Deep Learning in Computer Vision

Coursera courses, if done honestly and thoroghly equips one with all the necessary concepts and practical tips for doing a project in that field. After doing 10 courses related to deep learning, I can vouch for this fact.

Let me take you through one course Deep Learning in Computer Vision!. Since I intend to take not more than 15 minutes of your time, I’ll take the liberty of giving you an aerial view of the course and zooming in only on few places.

Pre deep learning era

They pick up the topic from eye anatomy and enter the vision field by discussing elemental things like brightness, contrast, causes of poor contrast, frequency etc. I had taken both computer graphics course and computer vision course in my college and yet these few minutes videos taught me so many new things. I certainly don’t claim that these weren’t taught in my college. May be I wasn’t receptive enough for full 40 minutes ;). Anyways, let me spend some time on Image Contrast. > Poor contrast happens when there is not sufficient variation in brightness among nearby pixels. One simple instance is when not full range of brightness is used in the image. After knowing this, scaling up the brightness by a linear transformation then becomes a natural fix for the problem. $$x' = 255* (x - x_{min})/(x_{max} - x_{min})$$

Linear transformation formula written above will make sure that $x'$ varies in $[0,255]$. But then what if image has regions of very high and very low brightness and still has poor contrast? Well, then the linear transformation will not work since $x_{max} - x_{min} \approx255$. Then they introduce Gamma transformation where one improves the contrast in dark regions at the cost of reduction of contrast in bright regions. $$x' = c*x^\gamma, \gamma < 1$$

Contrast increases in dark regions as we decrease gamma. By taking $\gamma=0.5, c=10$ , let me convince you of this. Points with brightness value of 225 and 196 will now have 150 and 140 brightness respectively. Brightness difference between these points decreased. However, points with brightness of 1 and 4 will now have brightness of 10 and 20 respectively. Brightness difference has increased !

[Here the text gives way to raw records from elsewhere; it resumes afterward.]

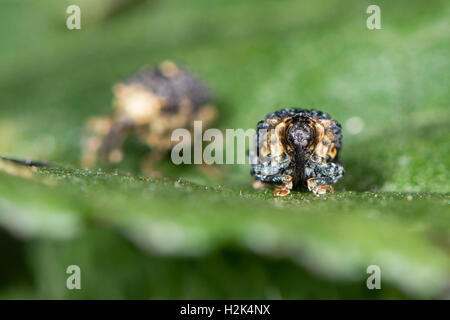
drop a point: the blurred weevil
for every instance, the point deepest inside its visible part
(152, 104)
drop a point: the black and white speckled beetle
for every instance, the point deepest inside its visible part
(151, 104)
(297, 148)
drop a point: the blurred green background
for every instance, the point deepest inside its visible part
(193, 235)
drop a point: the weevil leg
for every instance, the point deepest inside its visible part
(319, 185)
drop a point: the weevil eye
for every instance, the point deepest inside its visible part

Then they go on to introduce kernels, kernels for gradient estimation, Canny edge detection etc.

CNN based applications

In the second week, they switch gears and go on to cover Image categorization, Fine grained recognition, Content based Retrieval and Face keypoint regression all in one week ! ### Parameter efficient Filter decomposition They certainly start with basic concepts like convolution, filters. They go on to explain the parameter efficient decomposition of filters: > A $5*5$ filter can be approximated by two $3*3$ filters. Assuming N to be the number of input and output channels, $25*N^2$ is the parameter count for $5*5$ filter. $2*9*N^2$ is the parameter count for two $3*3$ filters, thereby achieving 28% reduction in parameter count.

One can further decompose $3*3$ into $3*1$ and $1*3$. They go on to explain the dimensionality reduction property of $1*1$ convolution. Then they go on to explain building blocks of Inception network, Residual network, Stochastic depth policy and so on.

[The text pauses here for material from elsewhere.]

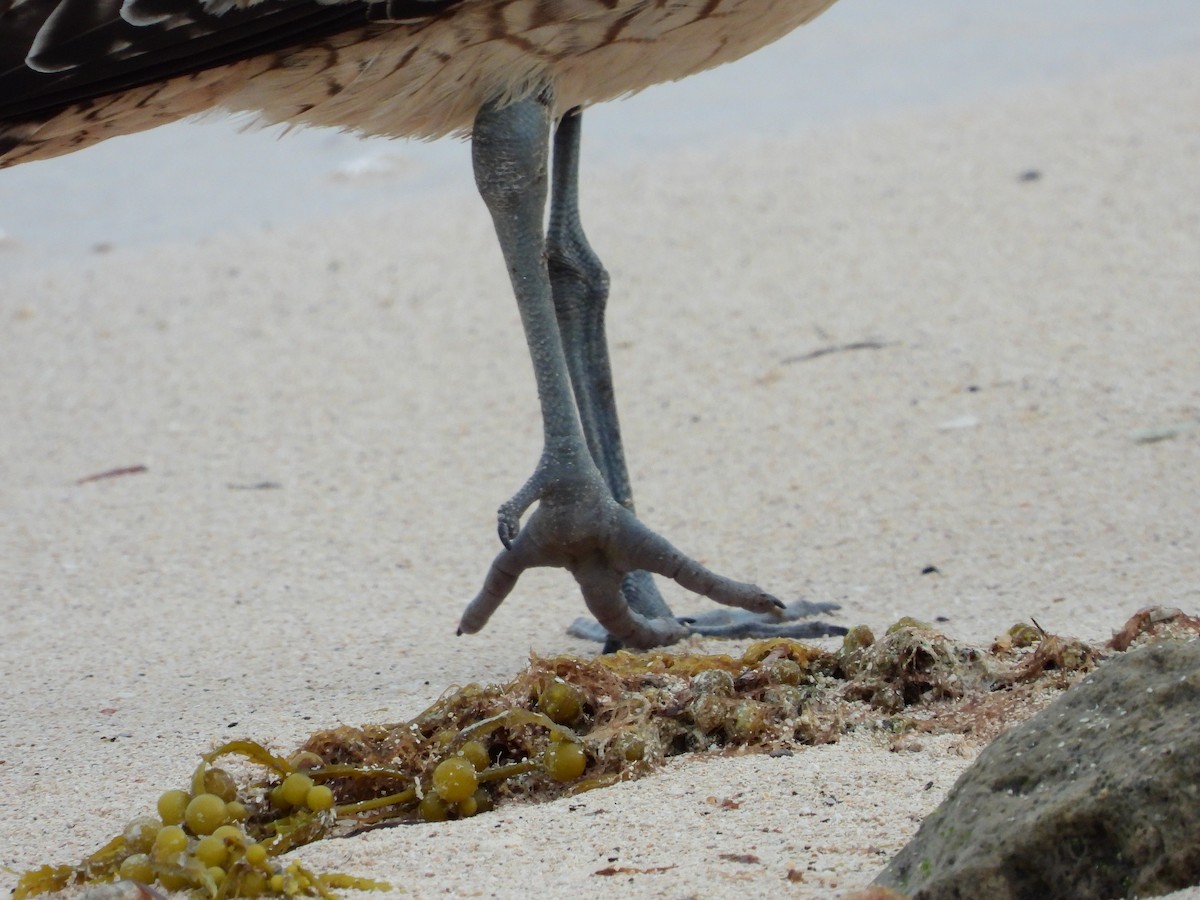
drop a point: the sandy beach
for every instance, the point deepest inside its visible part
(329, 414)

Fine grained image recognition

In Fine grained image recognition, they take time to explain the peculiarity of the problem. One instance of the problem would to to classify between different variety of birds. One should not that for the same bird type we will have significantly different images depending on bird pose and surrounding environment. Further, there will be images belonging to different bird types but will have relatively similar images owing to sameness in environment and/or pose. > Fine grained image recognition problem has high intra class variance (due to difference in orientation and surrounding) but low inter-class variance (due to similarity among different classes).

Face: Attributes, Recognition, Keypoints

For detection of facial attributes (gender, age, etc) they explained the global and the local approach. Global way is to extract features from the entire face. In this version, face landmarks are not needed. This method is however not robust to orientation changes. Local way is to detect object parts, extract features from each part and then predict the attributes by using all features.

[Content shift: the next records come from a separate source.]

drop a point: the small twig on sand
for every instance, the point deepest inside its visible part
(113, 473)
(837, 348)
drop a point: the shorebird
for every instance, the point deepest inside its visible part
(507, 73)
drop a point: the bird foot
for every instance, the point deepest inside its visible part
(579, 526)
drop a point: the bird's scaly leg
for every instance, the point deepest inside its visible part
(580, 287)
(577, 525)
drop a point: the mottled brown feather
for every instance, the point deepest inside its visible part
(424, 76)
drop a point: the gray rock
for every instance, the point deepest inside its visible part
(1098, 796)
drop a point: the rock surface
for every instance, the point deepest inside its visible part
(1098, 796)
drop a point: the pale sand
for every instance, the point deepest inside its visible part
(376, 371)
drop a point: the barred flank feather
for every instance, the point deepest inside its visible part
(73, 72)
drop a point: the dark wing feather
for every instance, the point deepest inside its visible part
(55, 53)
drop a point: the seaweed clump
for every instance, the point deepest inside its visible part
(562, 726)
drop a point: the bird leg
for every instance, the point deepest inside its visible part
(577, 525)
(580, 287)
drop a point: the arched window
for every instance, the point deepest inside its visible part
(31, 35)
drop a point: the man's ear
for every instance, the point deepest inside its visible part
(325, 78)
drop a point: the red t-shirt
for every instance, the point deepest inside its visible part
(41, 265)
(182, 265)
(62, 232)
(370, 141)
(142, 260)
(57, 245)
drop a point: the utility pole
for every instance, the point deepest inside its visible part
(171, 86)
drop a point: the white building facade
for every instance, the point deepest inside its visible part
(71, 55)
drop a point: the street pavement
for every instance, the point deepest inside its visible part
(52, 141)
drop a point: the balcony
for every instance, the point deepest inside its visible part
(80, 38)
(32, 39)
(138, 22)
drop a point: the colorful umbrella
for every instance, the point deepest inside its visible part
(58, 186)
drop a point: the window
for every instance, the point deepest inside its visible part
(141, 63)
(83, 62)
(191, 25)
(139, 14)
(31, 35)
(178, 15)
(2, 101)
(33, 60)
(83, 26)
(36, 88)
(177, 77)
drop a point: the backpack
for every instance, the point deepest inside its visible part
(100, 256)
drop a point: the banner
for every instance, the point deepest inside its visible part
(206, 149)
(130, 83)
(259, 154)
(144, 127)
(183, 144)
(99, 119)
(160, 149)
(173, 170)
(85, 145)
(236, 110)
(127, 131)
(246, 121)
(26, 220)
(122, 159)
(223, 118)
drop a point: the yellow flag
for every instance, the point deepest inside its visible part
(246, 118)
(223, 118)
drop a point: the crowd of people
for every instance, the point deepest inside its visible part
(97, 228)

Face recognition comes in two forms: Verification and Identification. Given two images, Face verification tries to find whether they belong to same person. One can use a pre-trained backbone to get embeddings for both images, compute the eucledean distance between the embeddings and using the optimal threshold, one can then classify whether both images belong to same person. They introduce Triplet loss for training. This loss takes 3 images, two of which belong to the same person. Let f be the embedding function. Let $I_a,I_p$ and $I_n$ are the input images where $I_a$ and $I_p$ belong to same person. This loss ensures that: $$ || f(I_a) - f(I_p)|| + < || f(I_a) - f(I_n)|| $$

In words, Triplet loss tries to make sure that distance between embeddings of two images of the same person is $ $ less than distance between images of different persons. This helps to find a stable threshold for the Face Verification problem.

Given an image, Face identification solves a much harder version of correctly matching it with one entry of the face database. Things get even more harder in the Open set version of the problem where we don’t know whether there is some entry which actually matches with the given face image. They go on to discuss Keypoints regression problem. Later they describe CNN Cascade: a hierarchy of neural networks as a way to stablize the prediction.